Werner, part of the US-based Fenway Sports Group that owns Liverpool, hit back late on Monday in a letter to Oudea-Castera, describing her comments as "irresponsible, unprofessional, and wholly disrespectful to the thousands of fans harmed physically and emotionally.

"I am writing to you today out of utter disbelief that a minister of the French government... could make a series of unproven pronouncements on a matter of such significance before a proper, formal, independent investigation process has even taken place," Werner wrote in his letter, quoted in the local Liverpool Echo newspaper.

"The UEFA Champions League final should be one of the finest spectacles in world sport, and instead it devolved into one of the worst security collapses in recent memory," said Werner.

"On behalf of all the fans who experienced this nightmare I demand an apology from you, and assurance that the French authorities and UEFA allow an independent and transparent investigation to proceed."

 

UEFA's independent report

UEFA has commissioned an "independent report" into the problems at the final that would "examine decision-making, responsibility and behaviors of all entities involved". Portuguese politician Tiago Brandao Rodrigues has been hired to oversee the report on a pro bono basis on the completion of which they will decide upon a course of action.

Meanwhile Oudea-Castera has asked Michel Cadot, the inter-ministerial delegate for large sports events, to produce a report within 10 days.

In an interview with the Liverpool FC website, CEO Billy Hogan said the club was also reviewing legal options on behalf of their supporters. Fans who attended the game are being asked to complete a feedback form in order to support an investigation.

Numerous first-hand accounts of the chaos have emerged from fans, which inevitably brought back painful memories of the 1989 Hillsborough disaster in which police crowd control failings led to the deaths of 97 people in a stadium crush.

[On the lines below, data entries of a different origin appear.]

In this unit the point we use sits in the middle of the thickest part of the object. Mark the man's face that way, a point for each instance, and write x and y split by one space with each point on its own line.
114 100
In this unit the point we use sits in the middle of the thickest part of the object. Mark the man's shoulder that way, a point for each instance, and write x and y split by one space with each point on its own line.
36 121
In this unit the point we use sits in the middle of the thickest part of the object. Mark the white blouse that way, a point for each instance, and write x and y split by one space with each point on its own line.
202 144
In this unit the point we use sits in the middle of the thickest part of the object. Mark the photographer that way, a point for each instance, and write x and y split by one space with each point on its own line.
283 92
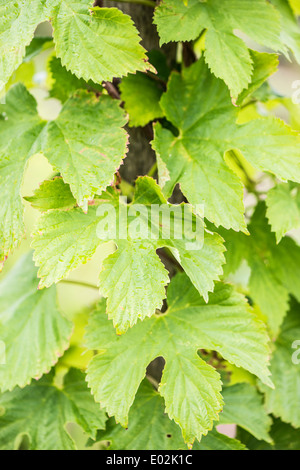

Then, as at the weekend, police initially blamed ticketless fans, but supporters were eventually exonerated after a decades-long legal fight.

In his letter, Werner called the events in Paris "incredibly dangerous for all who attended" and urged against "a blame game strategy via press conference".

"I have received countless emails from Liverpool supporters who were frightened to death, and subject to police harassment, pepper spray and tear gas," he added.